Shoppers and patrons entering a store’s premises can reasonably expect a safe experience. Unless a business makes it clear you cannot enter the premises, you may file a lawsuit for injuries caused by a potential hazard.
As reported by Loss Prevention Magazine, serious customer hazards include wet floors, clutter and obstructions in aisles. Piles of boxes, stationary equipment and falling items can also create a dangerous environment.
Store owner’s duty to fix or repair visible problem areas
Because business owners or managers know customers regularly visit the store, they owe a duty of care to protect shoppers from harm. The duty also extends to a store’s employees, who may have responsibility for checking and clearing aisles from obstruction.
When workers cannot immediately fix a hazard, the store must provide customers with a noticeable warning. Yellow caution tape, for example, warns you to keep away from an area that poses a risk. If an employee fails to do so, the store’s owner may face liability for an accident.
Minnesota’s comparative fault statute
An accident at a store that causes you serious injuries may require a lawsuit to recover.
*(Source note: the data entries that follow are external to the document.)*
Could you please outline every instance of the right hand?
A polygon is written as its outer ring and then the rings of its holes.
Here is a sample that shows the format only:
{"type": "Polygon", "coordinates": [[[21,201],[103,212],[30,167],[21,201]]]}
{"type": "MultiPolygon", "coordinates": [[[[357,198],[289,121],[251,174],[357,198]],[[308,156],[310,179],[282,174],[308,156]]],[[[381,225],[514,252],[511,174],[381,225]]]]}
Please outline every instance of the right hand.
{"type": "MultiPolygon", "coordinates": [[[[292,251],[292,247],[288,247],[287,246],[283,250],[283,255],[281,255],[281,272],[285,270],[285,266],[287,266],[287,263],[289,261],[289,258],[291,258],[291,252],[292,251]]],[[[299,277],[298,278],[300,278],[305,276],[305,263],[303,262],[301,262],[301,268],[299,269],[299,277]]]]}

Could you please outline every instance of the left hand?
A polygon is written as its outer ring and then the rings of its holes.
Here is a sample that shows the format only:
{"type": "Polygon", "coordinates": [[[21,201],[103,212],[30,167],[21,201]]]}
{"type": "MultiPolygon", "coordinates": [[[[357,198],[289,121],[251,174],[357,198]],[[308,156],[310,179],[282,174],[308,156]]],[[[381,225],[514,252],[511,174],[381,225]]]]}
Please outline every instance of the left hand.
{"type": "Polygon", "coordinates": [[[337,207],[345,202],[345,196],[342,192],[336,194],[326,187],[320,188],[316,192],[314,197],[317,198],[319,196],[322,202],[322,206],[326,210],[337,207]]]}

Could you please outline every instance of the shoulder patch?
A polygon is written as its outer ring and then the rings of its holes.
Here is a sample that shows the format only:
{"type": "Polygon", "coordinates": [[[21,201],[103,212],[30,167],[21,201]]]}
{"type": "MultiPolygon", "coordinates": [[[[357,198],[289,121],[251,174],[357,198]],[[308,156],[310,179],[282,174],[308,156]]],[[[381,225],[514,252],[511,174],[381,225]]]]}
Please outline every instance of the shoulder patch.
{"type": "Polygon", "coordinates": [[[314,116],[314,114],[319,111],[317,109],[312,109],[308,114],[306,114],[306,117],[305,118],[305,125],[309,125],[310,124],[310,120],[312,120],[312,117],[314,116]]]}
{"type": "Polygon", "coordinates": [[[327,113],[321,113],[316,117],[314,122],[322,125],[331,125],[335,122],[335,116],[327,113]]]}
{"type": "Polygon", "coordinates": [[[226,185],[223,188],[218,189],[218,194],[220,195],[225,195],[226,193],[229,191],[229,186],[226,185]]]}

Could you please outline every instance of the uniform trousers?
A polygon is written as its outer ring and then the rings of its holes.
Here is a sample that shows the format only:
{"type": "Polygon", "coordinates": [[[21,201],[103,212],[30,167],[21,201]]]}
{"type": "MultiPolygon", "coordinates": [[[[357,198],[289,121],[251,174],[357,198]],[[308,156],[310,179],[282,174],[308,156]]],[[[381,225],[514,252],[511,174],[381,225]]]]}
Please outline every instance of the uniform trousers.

As noted by the Minnesota Legislature’s website, a business owner may attempt a defense by claiming that you contributed to your injuries. Evidence such as surveillance camera footage may, for example, show you talking on the phone and that you failed to walk around a clearly visible spill.
Even if you partially contributed to a mishap while in a store, the owner owes a duty to maintain safe premises. Your injuries may not have occurred but for an employee who neglected to clean up a wet floor. The court may award damages if you slip and fall. If the owner, however, proves some of what occurred was your fault, the judge may reduce the damages by that percentage.